5. "All and Everyone" - I had an extreme reaction to this song. It chokes me up every time I hear it (even now, I'm listening to each track) and I'm not really sure why. The chorus until the very end is "As we advance in / In the sun / As we advance in / Every man", when it suddenly switches to "As we advance in / Sing 'Death to them all, every one' ", and tears start burning my eyes at that point. Something about this track makes me hear the ghosts of people who have died in battle and I don't like that. But at the same time, I would call this a standout track because it's so beautiful. I love it when things make me emote, force any kind of feeling out of me.

6. "On Battleship Hill" - This one is another shapeshifter. It starts off with a guitar melody that reminds of an overcast day in the summer, before suddenly becoming stark, just voice and low-end guitar, then moving back. It wouldn't sound out of place on the Bad Seeds' No More Shall We Part, but the theme is very different. "Cruel nature has won again" is repeated throughout, which is a phrase that resonated deeply with me. I just thought it sounded beautiful, and true, really.

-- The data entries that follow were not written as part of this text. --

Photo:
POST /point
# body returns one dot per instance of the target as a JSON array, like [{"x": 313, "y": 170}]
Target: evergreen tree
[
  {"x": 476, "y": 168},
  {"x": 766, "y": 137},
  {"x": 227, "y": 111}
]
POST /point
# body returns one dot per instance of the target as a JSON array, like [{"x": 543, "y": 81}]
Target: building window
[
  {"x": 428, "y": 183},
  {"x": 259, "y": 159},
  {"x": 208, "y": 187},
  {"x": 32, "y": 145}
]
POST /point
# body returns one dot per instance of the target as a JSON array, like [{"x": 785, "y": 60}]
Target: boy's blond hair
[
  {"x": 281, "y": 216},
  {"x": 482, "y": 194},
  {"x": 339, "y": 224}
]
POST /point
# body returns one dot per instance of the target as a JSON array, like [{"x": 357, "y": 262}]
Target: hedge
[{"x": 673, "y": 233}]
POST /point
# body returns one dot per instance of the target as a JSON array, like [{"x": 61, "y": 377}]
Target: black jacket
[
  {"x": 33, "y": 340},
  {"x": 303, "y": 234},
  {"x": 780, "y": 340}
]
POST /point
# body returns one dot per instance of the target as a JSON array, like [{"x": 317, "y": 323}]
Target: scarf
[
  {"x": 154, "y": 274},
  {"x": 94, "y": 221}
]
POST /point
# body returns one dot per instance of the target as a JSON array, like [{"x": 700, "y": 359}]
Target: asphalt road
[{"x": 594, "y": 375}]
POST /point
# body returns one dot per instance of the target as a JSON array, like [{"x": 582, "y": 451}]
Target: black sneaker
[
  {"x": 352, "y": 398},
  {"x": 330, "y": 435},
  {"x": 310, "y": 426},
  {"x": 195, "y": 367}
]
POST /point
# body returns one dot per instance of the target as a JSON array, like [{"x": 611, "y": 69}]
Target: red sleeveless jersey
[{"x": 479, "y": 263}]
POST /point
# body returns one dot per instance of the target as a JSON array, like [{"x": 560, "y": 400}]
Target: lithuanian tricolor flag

7. "England" - Here, Miss Polly is trying her hand at yodeling, to interesting results, "I live and die through England". Probably the most folky of all the songs. She sings of people stagnating "like water or air" and expresses her "Undaunted, never-failing love for you / England / Is all to which I cling". Beautiful.

8. "In the Dark Places" - Not a million miles away from some of Uh Huh Her, but it's got its own energy. It's another song about men going to battle and not coming home, but that's the central theme of the entire album, so, no big deal.

9. "Bitter Branches" - The words here draw indirect comparisons between soldiers' arms and tree branches, which is interesting. It's very short and fades out with the words "Wave goodbye" repeating.

10. "Hanging in the Wire" - It's almost hard to realize that the words (poetically) are describing dead bodies hanging in barbed wire; "Just unburied ghosts / Hanging in the wire". This is where the quieter moments of Uh Huh Her meet White Chalk.

11. "Written on the Forehead" - This has another sample; "Blood and Fire" by Winston "Niney" Holness. This seems like it's more about England's invasion of another country, but I could be wrong. Either way, it's great.

12. "The Colour of Earth" - Another track with Parrish featured heavily. Or Mick Harvey, they sound similar. The words were inspired by a letter written by an actual soldier in the Gallipoli invasion, giving them more weight. It's a very compelling track.


Okay, so there you have it. I hope I interest someone in giving this album a listen. Hell, give ALL her albums a listen.

It's records like this that make me so irritated when people compare Polly Harvey to Patti Smith. No. Just... No. She's a far superior artist- she's evolved more and produced a higher percentage of quality work since 1991 than Smith ever has since 1975. She's also a more appealing person and doesn't put politics into everything. I wouldn't call this a political album because it was largely inspired by wars that happened a long time ago and focuses more on her home country's involvement rather than war at large.

I would also like to say to every hyper-political musician that thinks everyone cares about their opinion: Shut the fuck up. Unless you're M.I.A. and you've actually seen some shit, just keep your mouth shut. I'm looking at YOU Green Day, and YOU, Pearl Jam, and especially YOU, Bono. Get over yourselves.

Anyway... There it is. I strongly recommend this album. Check it out.